Projects/S&P 500 10-K RAG

S&P 500 10-K RAG

A question-answering system over SEC 10-K filings for 94 S&P 500 companies. Ask anything about a company's risks, financials, or strategy and get an answer drawn directly from the source text, with citations pointing back to the specific section and filing year.

The system indexes two sections from each filing: Risk Factors (Item 1A) and Management's Discussion and Analysis (Item 7), producing around 11,400 chunks total. Retrieval is hybrid, combining dense vector search through Qdrant, BM25 keyword matching held in memory, and Cohere reranking to merge the two result sets. I ran a RAGAS evaluation across 30 questions comparing dense-only, BM25-only, and hybrid retrieval. Hybrid outperformed both on faithfulness and context recall.

Two problems worth explaining

The ticker disambiguation problem

When someone asks "What are AMD's risks..." the word "are" matches ticker ARE (Alexandria Real Estate). A proper fix might reach for a named-entity recognition model, but this project covers a fixed closed set of 94 companies. Adding a large ML dependency and an extra inference step for a problem solvable in a few lines felt unnecessary.

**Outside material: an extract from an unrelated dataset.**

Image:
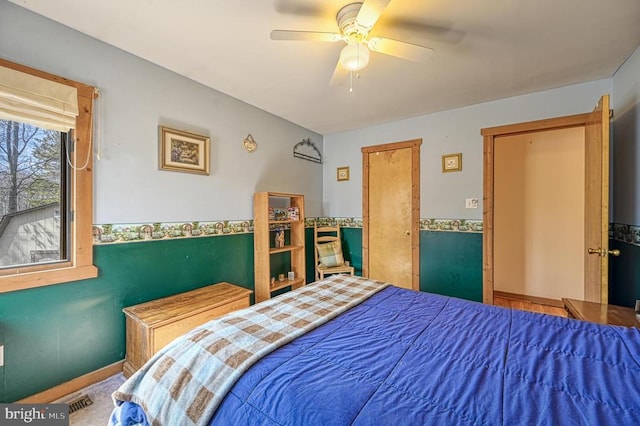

The solution: if any indexed company's ticker appears verbatim in the query, use it directly. Otherwise, skip tickers that are common English words. Two checks, no model.

The table of contents trap

Microsoft's 10-K opens with a table of contents containing lines like "Item 1A. Risk Factors ... page 18". The section parser matched these entries and treated them as the actual Risk Factors section, returning 50 characters instead of 15,000.

The fix was one constant: MIN_SECTION_CHARS = 5000. Anything shorter is a table of contents entry, not real content.

Why these services

Cohere was the right call for generation because Command R+ has native document citation support. Citations were included in the response automatically rather than being engineered through prompting.

Qdrant made hybrid search straightforward at this scale without the overhead of a managed platform. Railway was the right fit for the API because the BM25 index needs to stay loaded in memory between requests, which serverless functions cannot support cleanly.